Expectation has been building that the QE programme will be expanded or at least extended beyond March 2017, but President Mario Draghi and his colleagues decided to keep what is left of their powder dry for now.
However, Draghi hinted during his subsequent press conference that his base case is still an extension of the QE programme, saying there is a “substantial amount of monetary support that is embedded in our staff projections [for GDP growth and inflation]”, as was duly noted by Blackrock’s head of global fundamental fixed income, Marilyn Watson. This view is shared by most investors, it seems.
“We believe the ECB will look to expand its asset purchase programme before the end of 2016. With an annual inflation reading of only 0.2% in August, the European economy remains dangerously close to entering into a deflationary environment,” said Anthony Doyle, investment director, M&G retail fixed interest.

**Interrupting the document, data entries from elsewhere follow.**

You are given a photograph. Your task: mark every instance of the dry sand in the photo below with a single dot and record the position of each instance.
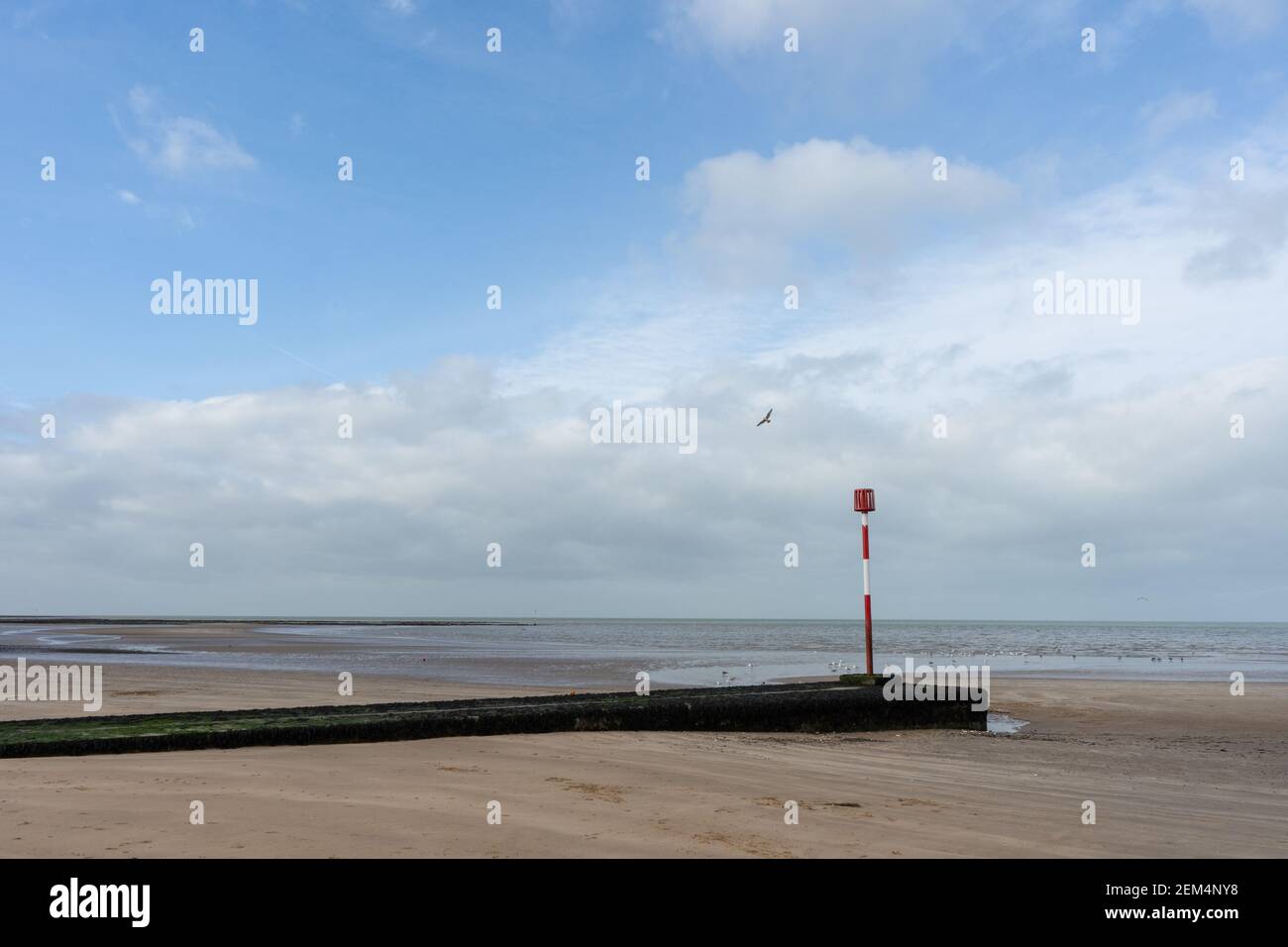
(1176, 770)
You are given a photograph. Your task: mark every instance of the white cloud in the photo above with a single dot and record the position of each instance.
(1179, 110)
(1237, 18)
(179, 145)
(752, 211)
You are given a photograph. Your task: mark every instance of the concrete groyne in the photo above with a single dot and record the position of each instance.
(812, 707)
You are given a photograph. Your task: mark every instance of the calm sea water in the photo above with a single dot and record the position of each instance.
(609, 652)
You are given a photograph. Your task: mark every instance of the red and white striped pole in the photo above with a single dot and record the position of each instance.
(866, 501)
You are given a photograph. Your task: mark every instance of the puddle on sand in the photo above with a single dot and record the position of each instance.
(1005, 724)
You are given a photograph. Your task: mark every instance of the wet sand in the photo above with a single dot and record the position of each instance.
(1176, 770)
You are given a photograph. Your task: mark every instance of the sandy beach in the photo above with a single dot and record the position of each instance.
(1176, 770)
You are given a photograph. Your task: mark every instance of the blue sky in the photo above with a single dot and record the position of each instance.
(518, 169)
(476, 169)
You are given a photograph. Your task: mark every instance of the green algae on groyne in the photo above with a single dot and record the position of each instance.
(814, 707)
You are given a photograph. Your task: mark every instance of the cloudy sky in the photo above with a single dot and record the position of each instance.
(999, 441)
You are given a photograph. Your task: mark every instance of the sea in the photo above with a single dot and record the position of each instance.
(610, 652)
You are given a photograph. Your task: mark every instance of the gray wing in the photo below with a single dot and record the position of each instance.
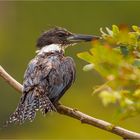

Several fund buyers have also been telling Expert Investor over the past couple of weeks that they expect further easing by the ECB. This may explain so many of them are currently holding their European equity allocations, as they are waiting for details about the extension of the QE programme. The ECB will have to make some changes to the distribution key of the programme or has to buy more corporate bonds, as it is not allowed to purchase bonds with a maturity below the ECB’s deposit rate.
But Draghi could afford to play a bit of a waiting game, according to Shilen Shah, bond strategist at Investec Wealth & Investment. “Despite the market noise caused by the Brexit vote, the ECB believes the impact on Eurozone GDP is likely to be only moderately negative, with the GDP forecast lowered by 0.1% in 2017 and 2018,” he said.